Returning more than one thing in summarise is a problem in the current design, but I understand the usefulness.
I'm not sure I like the additional parameter though. What about having something at the left of the =. Something like this:

summarise(group_by(mtcars, cyl), c(min,max) = range(mpg) )

Unfortunately that does not parse.

> parse( text = "summarise(group_by(mtcars, cyl), c(min,max) = range(mpg) )" )
Erreur dans parse(text = "summarise(group_by(mtcars, cyl), c(min,max) = range(mpg) )") :
  <text>:1:45: '=' inattendu(e)
1: summarise(group_by(mtcars, cyl), c(min,max) =
                                                ^

However, this does:

> parse( text = "summarise(group_by(mtcars, cyl), c(min,max) := range(mpg) )" )
expression(summarise(group_by(mtcars, cyl), c(min,max) := range(mpg) ))
> parse( text = "summarise(group_by(mtcars, cyl), c(min,max) %=% range(mpg) )" )
expression(summarise(group_by(mtcars, cyl), c(min,max) %=% range(mpg) ))

Not sure I like this either.

What worries me about .n is that it has then to be about all the expressions. What would we do if we wanted one expression to return one value and another one to return more:

summarise(group_by(mtcars, cyl), mpg = quantile(mpg), mean = mean(mpg), .n = 5)

davidkane9 · 2014-07-05T13:45:06Z

Let me add another voice to those requesting this functionality. For me, and others in finance, there is often a need to calculate --- for many companies and many dates --- measures like a trailing standard deviation. This is easy, for a single company, by using functions like rollapply() from library(xts). To be able to call such functions within dplyr would be wonderful, and would probably create a much wider user base within finance, or any community that uses a lot of times series data, for dplyr.

romainfrancois · 2014-10-01T12:55:53Z

Can we have something that marks the expected size of a result, e.g. :

mtcars %>% summarise( x = several(quantile(mpg), 5) )

or at least mark that something is expected to have more than one result:

mtcars %>% summarise( x = multiple(quantile(mpg) )

Or something. I think retaining the default expectation of only one result otherwise makes sense and protects from mistakes. Having the user be explicit forces them to think about it.
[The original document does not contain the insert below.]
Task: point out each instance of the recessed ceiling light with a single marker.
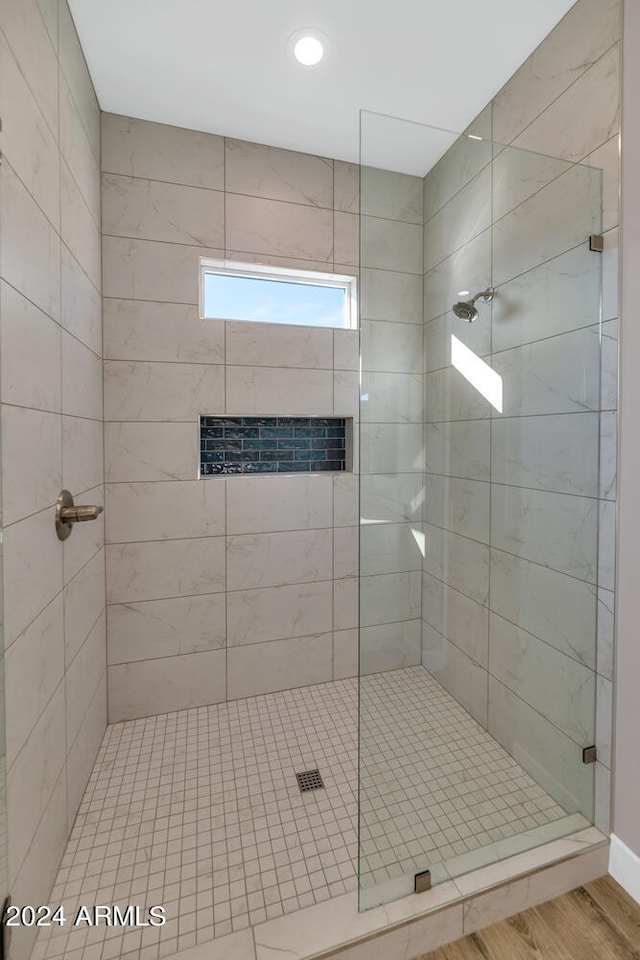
(308, 46)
Also kind of like something like this:

mtcars %>% summarise( c(min,max) := range(mgp) )

Not sure that would play along with lazyeval though and of course we would potentially introduce confusion about :=

hadley · 2014-10-01T13:22:13Z

I was thinking of an additional argument to summarise - .n. It would default to .n = 1.
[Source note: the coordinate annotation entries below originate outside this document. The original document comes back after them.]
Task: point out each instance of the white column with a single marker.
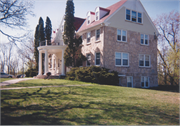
(40, 63)
(62, 68)
(46, 62)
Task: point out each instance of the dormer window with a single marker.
(97, 15)
(133, 16)
(88, 20)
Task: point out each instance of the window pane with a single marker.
(125, 56)
(119, 35)
(125, 62)
(134, 16)
(118, 61)
(124, 36)
(127, 14)
(118, 56)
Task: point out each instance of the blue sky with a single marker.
(55, 10)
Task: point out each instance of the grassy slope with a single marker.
(98, 104)
(5, 79)
(43, 82)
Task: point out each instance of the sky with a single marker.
(55, 10)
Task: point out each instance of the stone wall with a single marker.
(134, 48)
(108, 45)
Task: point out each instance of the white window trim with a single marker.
(99, 34)
(132, 81)
(144, 83)
(121, 35)
(96, 15)
(99, 59)
(87, 38)
(144, 39)
(121, 60)
(87, 60)
(144, 60)
(136, 16)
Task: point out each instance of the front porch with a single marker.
(53, 59)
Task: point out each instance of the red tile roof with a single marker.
(78, 22)
(111, 9)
romainfrancois · 2014-10-01T13:25:44Z

Does .n apply to all the expressions ? would it be a vector of expected sizes ?
Once all the information flows down to the c++ side, it should not be too hard to accomodate.

hadley · 2014-10-01T13:26:30Z

@romainfrancois I think every expression would have to return an object of the same length.

romainfrancois · 2014-10-01T13:28:27Z

That's easy enough then, but won't people want to do e.g.

summarise( quantile(mpg), max(disp) )

or something ?

hadley · 2014-10-01T13:30:06Z

Maybe. That would recycle max?

If you allow multiple lengths, then you'll have to check all smaller lengths are divisors of the largest, e.g. this would need to be an error:

summarise( quantile(mpg, c(0.25, 0.75)), quantile(mpg, c(0.25, 0.5, 0.75)))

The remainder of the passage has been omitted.